Die Datenpanne: Was ist passiert?
Am 8. August 2024 wurde die Stadt Columbus Opfer eines Ransomware-Angriffs. Cyberkriminelle drangen in die Systeme der Stadt ein und veröffentlichten sensible Daten im Darknet. Dieser Vorfall ist eine ernüchternde Erinnerung daran, dass keine Organisation gegen Cyberbedrohungen immun ist.
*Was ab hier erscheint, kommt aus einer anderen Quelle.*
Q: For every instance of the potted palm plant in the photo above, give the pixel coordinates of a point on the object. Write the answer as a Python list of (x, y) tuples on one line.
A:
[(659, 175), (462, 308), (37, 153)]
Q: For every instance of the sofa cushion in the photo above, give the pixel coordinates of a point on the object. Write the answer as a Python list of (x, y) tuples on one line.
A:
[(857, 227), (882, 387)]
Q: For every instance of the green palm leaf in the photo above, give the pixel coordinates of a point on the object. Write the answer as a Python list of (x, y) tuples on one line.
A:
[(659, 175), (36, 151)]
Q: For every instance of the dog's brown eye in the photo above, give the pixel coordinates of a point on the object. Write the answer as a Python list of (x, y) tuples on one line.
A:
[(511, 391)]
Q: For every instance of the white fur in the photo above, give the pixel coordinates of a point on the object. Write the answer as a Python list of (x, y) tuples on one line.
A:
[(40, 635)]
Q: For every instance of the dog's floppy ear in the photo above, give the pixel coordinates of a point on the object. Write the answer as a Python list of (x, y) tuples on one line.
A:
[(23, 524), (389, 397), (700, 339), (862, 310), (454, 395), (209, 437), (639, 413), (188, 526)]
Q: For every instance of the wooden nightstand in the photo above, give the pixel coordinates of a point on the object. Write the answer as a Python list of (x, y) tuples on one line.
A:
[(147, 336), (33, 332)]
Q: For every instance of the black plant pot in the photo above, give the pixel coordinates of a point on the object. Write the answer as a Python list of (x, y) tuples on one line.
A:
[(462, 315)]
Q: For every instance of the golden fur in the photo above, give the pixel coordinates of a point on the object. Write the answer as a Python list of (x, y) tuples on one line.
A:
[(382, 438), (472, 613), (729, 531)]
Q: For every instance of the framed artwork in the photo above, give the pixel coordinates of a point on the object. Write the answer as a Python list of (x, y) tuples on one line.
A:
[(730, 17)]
Der Stand der Cybersicherheit
Ransomware-Angriffe nehmen weiterhin deutlich zu, wobei Organisationen des öffentlichen Sektors bevorzugte Ziele sind. Die durchschnittliche Verweildauer sinkt stetig, was den Bedarf an schnellen Erkennungs- und Reaktionsfähigkeiten unterstreicht.
Wie Datenmanagement einen Unterschied hätte machen können
- Datenklassifizierung und -segmentierung: Die Klassifizierung und Segmentierung sensibler Daten reduziert die Angriffsfläche und begrenzt den potenziellen Schaden.
- Automatisierte Datenaktionen: Die Automatisierung von Aufbewahrungs- und Löschprozessen reduziert die Menge sensibler Informationen, die kompromittiert werden könnten.
- Kontinuierliches Monitoring und Warnungen: Fortschrittliche Tools überwachen den Datenzugriff laufend und melden Anomalien.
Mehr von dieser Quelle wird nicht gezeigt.